The dataset covers major conferences in machine learning, natural language and speech processing. The dataset directory contains the directory structure for a preview. A sample processed json object is available here.

Download the dataset here. Download size: 508MB, Extracted size: 6GB

Data

The current release of the dataset has documents processed from the following conference proceedings.

NeurIPS EMNLP ACL InterSpeech
- - - -
2019 2019 2019 2019
2018 - 2018 2018
2017 - 2017 2017
2016 - 2016 -
2015 - 2015 -

Note: Few files from certain proceedings are dropped from the dataset due to parsing errors. More proceedings volumes to be added soon.

Features

The dataset contains the following fields extracted from each document.

  • Semantically extracted fields using a nltk and spacy pipeline.
    • entities: Named Entity Recognition is performed on the document text to extract text span as entites and tag them with entity_type.
    • tags: Part of Speech tagged tokens extracted from document text.
    • parser: Dependency Parsing between text spans of document.
    • noun_chunks: Base noun phrases that have a noun as their head.
  • Metadata fields extracted using PyPDF2
    filename metadata numPages
    title author subject
    creator producer keywords
    creationdate moddate trapped
    ptexfullbanner raw_text -

Local Development

An instance of the extraction pipeline can be run locally to produce processed json in the same format as from the dataset.

Installation

Clone the repository and cd into proceedings/.

git clone https://github.com/enigmaeth/proceedings
cd proceedings/

The repository requires python3 to be installed. Check the python version and initialise a virtualenv to install requirements.

$ python --version
Python 3.6.9

$ python3 -m venv .
$ source .env/bin/activate
$ pip install -r requirements.txt

Download the required spacy and nltk modules.

$ pip install -U spacy
$ pip install -U spacy-lookups-data
$ python -m spacy download en_core_web_sm

# Install the nltk punkt module
$ python3
>>> import nltk
>>> nltk.download()
NLTK Downloader
---------------------------------------------------------------------------
    d) Download   l) List    u) Update   c) Config   h) Help   q) Quit
---------------------------------------------------------------------------
Downloader> d

Download which package (l=list; x=cancel)?
  Identifier> punkt

# punkt module should be downloaded now.

Using extract.py

The entry point for the pipeline is src/extract.py.
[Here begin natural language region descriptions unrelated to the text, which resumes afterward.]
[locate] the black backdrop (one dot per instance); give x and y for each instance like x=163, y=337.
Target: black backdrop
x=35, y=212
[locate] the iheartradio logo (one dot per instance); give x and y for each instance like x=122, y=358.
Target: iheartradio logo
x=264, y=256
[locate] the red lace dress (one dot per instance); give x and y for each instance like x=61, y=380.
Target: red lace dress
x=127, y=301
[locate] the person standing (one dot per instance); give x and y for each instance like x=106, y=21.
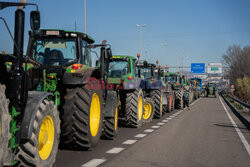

It defines the following three arguments.

  --directory DIRECTORY **REQUIRED**
                        Root dir with documents to process.
                        eg: ~/docs/acl/acl_2015
  --accepted_formats ACCEPTED_FORMATS
                        File extensions to process. Default: ["pdf"]
  --max_size MAX_SIZE   Max size of a single file to process. Default: 5MB

To process a documents directory with extract.py, run the following command. The path to directory should be an absolute path.

python3 extract.py --directory <path/to/directory>

Contributing

Adding a new proceeding

Contributions for adding processed proceedings are welcome and would help grow the dataset quickly.

  • If you are interested in adding a new proceeding, please follow the steps in Local Development and send a Pull Request with the processed json (in .zip/.tar.gz) that would be added in the next release!

  • If you want a new proceeding to be added, please open a new issue using the template here!

Adding a new semantic extraction component

All the semantic extraction components live inside src/repository/semantic_extract.py file.

  • If you are interested in adding a new semantic extraction component, please follow the steps in Local Development to run a local instance. Verify if your component works by running it on the test directory and send a Pull Request!

  • If you want a new component to be added, please open a new issue using the template here!

LICENSE

The project is licensed under a Creative Commons Attribution-NonCommercial 4.0 International License.